Note that dispatch always returns a string, even for errors. This is intentional — the model needs to see error messages so it can adapt its approach, not crash silently.

Static vs. Dynamic Tools

Static tools are loaded at startup and always available. This works for small tool sets (5-15 tools) but breaks down at scale — 100 tools means 100 schemas in every API call, consuming tokens and confusing the model.

Dynamic tools (also called skill loading) solve this by presenting the model with a menu of available tool categories, and loading specific tools only when requested:

# Instead of loading all 100 tools, show a menu
SKILL_MENU = """
Available skills (use load_skill to activate):
- file_ops: Read, write, search files
- git: Git operations (status, diff, commit, push)
- web: HTTP requests, web search
- database: SQL queries, schema inspection
"""

# The model calls load_skill("git") and then gets git-specific tools
def load_skill(skill_name: str) -> str:
    tools = skill_registry.load(skill_name)
    active_tools.extend(tools)
    return f"Loaded {len(tools)} tools: {[t.name for t in tools]}"

The token savings are dramatic. A skill menu might cost 200 tokens; loading all tools upfront can cost 5,000+.

Tool Description Quality

The model's ability to use tools correctly depends almost entirely on the quality of tool descriptions. A vague description leads to misuse; a precise one guides correct behavior:

# Bad — the model will guess at behavior
{"name": "search", "description": "Search for things"}

# Good — unambiguous, includes format and constraints
{
    "name": "search_files",
    "description": "Search for files matching a glob pattern in the workspace. "
                   "Returns a list of relative file paths, one per line. "
                   "Max 100 results.

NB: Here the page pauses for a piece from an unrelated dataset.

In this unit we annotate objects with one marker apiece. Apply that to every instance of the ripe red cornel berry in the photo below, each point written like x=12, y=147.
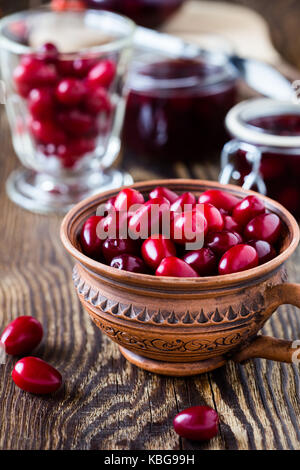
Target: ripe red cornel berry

Use '**/*.py' for recursive Python file search.",
    "parameters": {
        "type": "object",
        "properties": {
            "pattern": {
                "type": "string",
                "description": "Glob pattern (e.g., '*.md', 'src/**/*.ts')"
            }
        },
        "required": ["pattern"]
    }
}

Key principles for tool descriptions:

State what the tool does, not what it is
Specify the output format (JSON, plain text, one-per-line)
Include constraints (max results, file size limits)
Add examples for non-obvious parameters

Tool Composition Patterns

Complex agent capabilities often emerge from composing simple tools rather than building complex ones:

Pattern	Example
Sequential	`read_file` → `edit_file` → `run_tests`
Fan-out	Read 5 files in parallel, then synthesize
Conditional	`list_files` → decide which to `read_file`
Iterative	`run_tests` → `edit_file` → `run_tests` (until passing)

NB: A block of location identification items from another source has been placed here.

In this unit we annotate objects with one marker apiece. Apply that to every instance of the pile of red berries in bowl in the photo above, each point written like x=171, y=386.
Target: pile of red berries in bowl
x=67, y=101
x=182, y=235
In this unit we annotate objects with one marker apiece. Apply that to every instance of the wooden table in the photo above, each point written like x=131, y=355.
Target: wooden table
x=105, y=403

The harness doesn't need to implement these patterns — the model discovers them naturally through the agentic loop. Your job is to provide the right atomic tools and let the model compose them.

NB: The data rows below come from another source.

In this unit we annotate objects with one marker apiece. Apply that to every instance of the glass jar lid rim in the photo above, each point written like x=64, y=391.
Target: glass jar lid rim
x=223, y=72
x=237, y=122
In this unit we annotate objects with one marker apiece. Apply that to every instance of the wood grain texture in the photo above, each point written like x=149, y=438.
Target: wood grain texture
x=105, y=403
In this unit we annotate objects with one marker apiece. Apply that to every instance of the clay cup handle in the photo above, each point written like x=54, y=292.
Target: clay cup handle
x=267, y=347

MCP: Model Context Protocol

MCP is an open standard for exposing tools to agents over a transport layer (stdio, HTTP SSE). Instead of hardcoding tools into your harness, MCP lets you connect to external tool servers:

{
  "mcpServers": {
    "filesystem": {
      "command": "npx",
      "args": ["-y", "@modelcontextprotocol/server-filesystem", "/workspace"]
    },
    "github": {
      "command": "npx",
      "args": ["-y", "@modelcontextprotocol/server-github"]
    }
  }
}

MCP is significant because it decouples tool implementation from the harness. A tool written for one harness works in any MCP-compatible harness — Claude Desktop, OpenClaw, Cursor, and others.

Common Pitfalls

Too many tools at once — More than ~20 active tools degrades model performance. Use dynamic loading.
Silent failures — Tools that return empty strings on error leave the model guessing. Always return explicit error messages.
Missing tool results — If you forget to append a tool result to the message history, the API call will fail. Every tool call must have a corresponding tool result.
Inconsistent return types — If read_file sometimes returns content and sometimes returns an error dict, the model can't reliably parse the output. Standardize your result format.